The odor caused complaints from the Occom Pond Neighborhood Association.
According to Gratiot, only natural methods will be used to clean the pond, which is owned by the College.
"Rather than mow the fields down, you wet grow a riparian buffer," he said.
The riparian buffer consists of native plants, such as weeds, shrubs and pussy willows. While it used to be mowed every year, it will now be allowed to grow for three years before being cut.
"We are encouraging the growth of woodier plants with heavier roots because they adsorb [store on the surface] chemicals," Gratiot said. "The phosphorous and nitrogen are adsorbed and used as nutrients by the plants, and we reduce the loading on the pond."

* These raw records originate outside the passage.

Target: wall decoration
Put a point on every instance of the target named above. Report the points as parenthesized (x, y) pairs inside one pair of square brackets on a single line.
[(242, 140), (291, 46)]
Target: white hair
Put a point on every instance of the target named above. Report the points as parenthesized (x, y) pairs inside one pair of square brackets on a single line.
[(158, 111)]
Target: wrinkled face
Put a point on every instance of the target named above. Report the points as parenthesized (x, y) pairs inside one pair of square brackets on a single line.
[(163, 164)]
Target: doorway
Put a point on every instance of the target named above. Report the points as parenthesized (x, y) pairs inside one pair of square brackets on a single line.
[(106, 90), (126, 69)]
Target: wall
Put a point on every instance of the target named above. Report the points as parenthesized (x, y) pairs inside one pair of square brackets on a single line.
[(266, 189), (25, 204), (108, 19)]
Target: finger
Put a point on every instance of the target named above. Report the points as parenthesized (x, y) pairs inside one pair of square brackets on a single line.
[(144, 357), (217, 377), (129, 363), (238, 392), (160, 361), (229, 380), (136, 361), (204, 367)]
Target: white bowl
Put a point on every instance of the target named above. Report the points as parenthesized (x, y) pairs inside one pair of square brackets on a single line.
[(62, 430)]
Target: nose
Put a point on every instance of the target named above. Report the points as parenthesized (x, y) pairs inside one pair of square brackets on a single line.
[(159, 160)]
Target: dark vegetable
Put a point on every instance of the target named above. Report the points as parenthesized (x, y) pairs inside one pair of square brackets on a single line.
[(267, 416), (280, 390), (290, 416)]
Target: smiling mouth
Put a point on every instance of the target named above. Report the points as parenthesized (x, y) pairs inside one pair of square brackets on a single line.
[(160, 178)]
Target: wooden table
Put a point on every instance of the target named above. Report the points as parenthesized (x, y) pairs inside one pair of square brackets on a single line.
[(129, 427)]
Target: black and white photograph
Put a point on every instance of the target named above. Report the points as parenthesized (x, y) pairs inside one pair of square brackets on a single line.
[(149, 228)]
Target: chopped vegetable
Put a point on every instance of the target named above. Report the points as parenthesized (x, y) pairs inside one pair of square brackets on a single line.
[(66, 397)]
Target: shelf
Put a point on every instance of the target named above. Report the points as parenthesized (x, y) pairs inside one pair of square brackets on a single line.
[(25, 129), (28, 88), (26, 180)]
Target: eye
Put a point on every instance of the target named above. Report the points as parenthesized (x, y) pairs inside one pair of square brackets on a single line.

On the east bank of the pond lies the Montgomery House, a College-owned home for Montgomery fellows, who are enjoying a more scenic backyard view thanks to the cleanup efforts.
"We've gone in and planted shrubs and a riparian buffer on the south side," Gratiot said. "So instead of looking at a jungle out back there, they are looking at a nice garden."
In addition to allowing a riparian buffer to grow, FO&M has stopped using nitrogen and phosphorous fertilizers in the pond's watershed, including the Montgomery House lawn.
"It's a multi-pronged attack," Gratiot said, adding that he hoped neighbors would mimic the environmentally friendly landscaping.
Also sharing the waterfront property is the Dartmouth Outing Club house, located on the north bank of the pond. During the winter, the DOC uses the pond for ice-skating and various other winter activities. According to DOC President Anne O'Hagen '06, the house and its property do not contribute to sedimentation.
"The house is directly on the pond, but the property is mostly marshy with very little mowed lawn," O'Hagen said.
While optimistic about the effort's results, Gratiot stressed the long-term nature of the project.
"It's not something you're going to see change over night. It is an ongoing project and we're continually making changes and adjustments based on good scientific thinking," Gratiot said.